The Keras translation for this is as follows:
import keras
from keras.layers.convolutional import Convolution2D
from keras.layers.pooling import MaxPooling2D
from keras.layers.convolutional import ZeroPadding2D
from keras.layers.core import Flatten
from keras.layers.core import Dropout
from keras.layers.core import Dense
from keras.layers import Input
from keras.models import Model
from keras.regularizers import *
def get_model():
aliases = {}
Input_39 = Input(shape=(3, 480, 648), name='Input_39')
Convolution2D_1 = Convolution2D(name='Convolution2D_1',nb_col= 5,nb_row= 5,nb_filter= 64)(Input_39)
MaxPooling2D_1 = MaxPooling2D(name='MaxPooling2D_1',pool_size= (4, 4))(Convolution2D_1)
ZeroPadding2D_3 = ZeroPadding2D(name='ZeroPadding2D_3')(MaxPooling2D_1)
Convolution2D_2 = Convolution2D(name='Convolution2D_2',nb_col= 3,nb_row= 3,nb_filter= 64)(ZeroPadding2D_3)
ZeroPadding2D_4 = ZeroPadding2D(name='ZeroPadding2D_4')(Convolution2D_2)
Convolution2D_3 = Convolution2D(name='Convolution2D_3',nb_col= 3,nb_row= 3,nb_filter= 64)(ZeroPadding2D_4)
Flatten_1 = Flatten(name='Flatten_1')(Convolution2D_3)
Dropout_1 = Dropout(name='Dropout_1',p= .25)(Flatten_1)
Dense_2 = Dense(name='Dense_2',output_dim= 256,activation= 'relu' )(Dropout_1)
Dropout_2 = Dropout(name='Dropout_2',p= 0.25)(Dense_2)
Dense_3 = Dense(name='Dense_3',output_dim= 3)(Dropout_2)
model = Model([Input_39],[Dense_3])
return aliases, model
from keras.optimizers import *
def get_optimizer():
return Adadelta()
def is_custom_loss_function():
return False
def get_loss_function():
return 'categorical_crossentropy'
def get_batch_size():
return 256
def get_num_epoch():
return 12
def get_data_config():
return '{"kfold": 1, "datasetLoadOption": "full", "shuffle": false, "numPorts": 1, "mapping": {"Category": {"port": "OutputPort0", "options": {}, "type": "Categorical", "shape": ""}, "Image": {"port": "InputPort0", "options": {"Width": "240", "shear_range": 0, "width_shift_range": 0, "Height": "120", "Normalization": false, "vertical_flip": true, "horizontal_flip": true, "pretrained": "None", "rotation_range": "180", "Resize": false, "Scaling": 1, "height_shift_range": 0, "Augmentation": true}, "type": "Image", "shape": ""}}, "samples": {"validation": 97, "split": 3, "test": 97, "training": 457}, "dataset": {"name": "Training_greyscale", "type": "private", "samples": 653}}'
With this, I've decided to analyze the threads, and I found the thread that is using most of the compute time. It seems to be a function which is only there to set attributes? here is the analysis:
Things I've ruled out:
R/W stalls. The data is on a NVMe disk, and only takes up 90MB. Reads and writes should not be of concern.
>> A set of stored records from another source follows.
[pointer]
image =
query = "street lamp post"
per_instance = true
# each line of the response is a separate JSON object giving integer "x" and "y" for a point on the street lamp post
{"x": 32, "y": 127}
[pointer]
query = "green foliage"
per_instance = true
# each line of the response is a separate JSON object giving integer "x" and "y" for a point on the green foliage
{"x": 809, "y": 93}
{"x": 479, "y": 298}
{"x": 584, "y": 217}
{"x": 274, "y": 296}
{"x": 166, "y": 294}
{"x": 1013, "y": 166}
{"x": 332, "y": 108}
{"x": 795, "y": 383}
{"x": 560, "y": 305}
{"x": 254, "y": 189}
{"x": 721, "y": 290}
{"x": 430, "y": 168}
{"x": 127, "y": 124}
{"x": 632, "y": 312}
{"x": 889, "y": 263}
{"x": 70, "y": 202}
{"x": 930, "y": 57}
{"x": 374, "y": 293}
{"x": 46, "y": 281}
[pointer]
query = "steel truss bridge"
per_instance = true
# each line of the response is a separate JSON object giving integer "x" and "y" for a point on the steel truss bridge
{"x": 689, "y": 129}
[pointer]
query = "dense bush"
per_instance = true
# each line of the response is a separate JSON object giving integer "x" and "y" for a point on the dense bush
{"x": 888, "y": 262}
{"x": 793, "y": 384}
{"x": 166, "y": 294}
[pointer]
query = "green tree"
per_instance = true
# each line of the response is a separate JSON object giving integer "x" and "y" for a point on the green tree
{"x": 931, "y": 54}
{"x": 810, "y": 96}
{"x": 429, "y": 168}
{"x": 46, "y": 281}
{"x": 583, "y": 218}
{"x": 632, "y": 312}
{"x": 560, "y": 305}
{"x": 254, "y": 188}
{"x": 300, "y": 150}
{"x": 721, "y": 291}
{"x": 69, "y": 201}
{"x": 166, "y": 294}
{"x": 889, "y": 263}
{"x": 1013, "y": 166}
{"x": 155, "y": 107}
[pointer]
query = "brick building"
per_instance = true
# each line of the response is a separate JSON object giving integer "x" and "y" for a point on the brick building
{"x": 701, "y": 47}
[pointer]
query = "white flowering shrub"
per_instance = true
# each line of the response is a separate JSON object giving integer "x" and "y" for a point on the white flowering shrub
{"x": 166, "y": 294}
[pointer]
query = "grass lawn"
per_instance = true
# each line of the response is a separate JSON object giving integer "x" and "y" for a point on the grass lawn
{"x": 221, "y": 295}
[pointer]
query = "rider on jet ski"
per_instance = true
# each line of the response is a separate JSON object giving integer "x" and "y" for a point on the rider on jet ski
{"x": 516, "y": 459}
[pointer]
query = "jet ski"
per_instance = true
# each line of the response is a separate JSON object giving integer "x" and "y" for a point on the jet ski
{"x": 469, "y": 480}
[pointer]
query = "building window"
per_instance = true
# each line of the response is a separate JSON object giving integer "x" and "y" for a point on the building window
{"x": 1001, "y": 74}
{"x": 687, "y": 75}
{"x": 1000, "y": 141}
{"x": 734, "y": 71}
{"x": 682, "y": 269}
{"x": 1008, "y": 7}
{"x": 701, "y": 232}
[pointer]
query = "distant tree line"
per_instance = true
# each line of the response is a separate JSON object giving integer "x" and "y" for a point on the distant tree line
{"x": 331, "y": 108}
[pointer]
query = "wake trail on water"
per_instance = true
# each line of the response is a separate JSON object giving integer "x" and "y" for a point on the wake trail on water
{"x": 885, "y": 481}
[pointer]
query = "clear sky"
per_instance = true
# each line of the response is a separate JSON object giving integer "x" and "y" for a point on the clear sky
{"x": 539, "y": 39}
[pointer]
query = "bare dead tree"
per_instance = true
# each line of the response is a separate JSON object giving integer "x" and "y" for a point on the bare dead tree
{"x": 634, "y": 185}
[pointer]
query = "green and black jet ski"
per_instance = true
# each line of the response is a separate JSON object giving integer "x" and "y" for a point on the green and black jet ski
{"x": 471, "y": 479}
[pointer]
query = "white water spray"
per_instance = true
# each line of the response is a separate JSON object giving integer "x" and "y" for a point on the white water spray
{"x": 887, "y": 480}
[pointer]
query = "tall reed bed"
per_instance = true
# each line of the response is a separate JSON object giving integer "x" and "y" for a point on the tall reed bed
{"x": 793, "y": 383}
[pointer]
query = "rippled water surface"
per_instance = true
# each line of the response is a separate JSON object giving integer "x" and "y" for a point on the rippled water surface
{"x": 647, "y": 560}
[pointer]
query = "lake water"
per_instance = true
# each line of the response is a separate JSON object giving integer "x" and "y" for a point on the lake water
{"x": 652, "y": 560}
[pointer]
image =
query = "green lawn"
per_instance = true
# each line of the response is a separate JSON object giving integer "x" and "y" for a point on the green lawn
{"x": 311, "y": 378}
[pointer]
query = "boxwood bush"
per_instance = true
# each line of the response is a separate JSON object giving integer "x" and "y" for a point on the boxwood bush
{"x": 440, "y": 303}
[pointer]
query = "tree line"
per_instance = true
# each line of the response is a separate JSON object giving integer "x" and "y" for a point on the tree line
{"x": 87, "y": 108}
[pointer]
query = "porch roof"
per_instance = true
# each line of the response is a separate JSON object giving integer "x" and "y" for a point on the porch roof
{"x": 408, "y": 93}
Anything pertaining to memory; The model has more than enough memory to operate as it stands.
And with this, about 5 samples per second is averaged, and the program has a miserable core use ratio. What can I do to speed this process along, aside from using additional hardware?
If additional details are needed, please do not down vote; I'm happy to provide them in a timely matter.